Federal Court judge is forcing a woman to unlock her iPhone using Touch ID - PhoneArena

Federal Court judge is forcing a woman to unlock her iPhone using Touch ID

Federal Court judge is forcing a woman to unlock her iPhone using Touch ID
Once again, we have a story about an Apple iPhone, a judge, and law enforcement officials who want the phone unlocked so that they can look for evidence on it. The FBI, in this case, fears that it will trigger the feature that automatically wipes an iPhone after ten unsuccessful attempts at cracking the passcode. 

Paytsar Bkhchadzhyan, a 29-year old woman from L.A., was recently served with a search warrant obtained by the FBI that forces her to unlock her iPhone using Touch ID. She had pleaded no contest to identity theft and the iPhone had been seized by authorities at her boyfriend's house. Her main squeeze is allegedly an Armenian gang member by the name of Sevak Mesrobian, and searching through her phone is supposedly part of an investigation that has been underway for some time.

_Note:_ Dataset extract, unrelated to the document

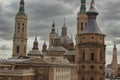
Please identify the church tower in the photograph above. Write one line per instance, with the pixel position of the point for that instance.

Considering that the U.S. Supreme Court has already said that cops can search though a handset with a valid warrant, and that fingerprints of a suspect can be obtained without a judge ordering it, it would make sense that the Federal judge should be able to coerce someone to unlock their iPhone via the touch of a finger. But others believe that law enforcement should be held to a higher standard when it comes to getting a suspect to unlock their phone using a fingerprint scanner, because it could open the proverbial Pandora's box of personal information.

Susan Brenner, a law professor at the University of Dayton, says that by unlocking the phone, Bkhchadzhyan could be committing a self-incriminating act that violates the 5th Amendment. Albert Gidari, the director of privacy at Stanford Law School's Center for Internet and Society, disagrees. He says that touching the fingerprint scanner on her iPhone does not violate Bkhchadzhyan's Fifth Amendment rights because "Unlike disclosing passcodes, you are not compelled to speak or say what's 'in your mind' to law enforcement. 'Put your finger here' is not testimonial or self-incriminating."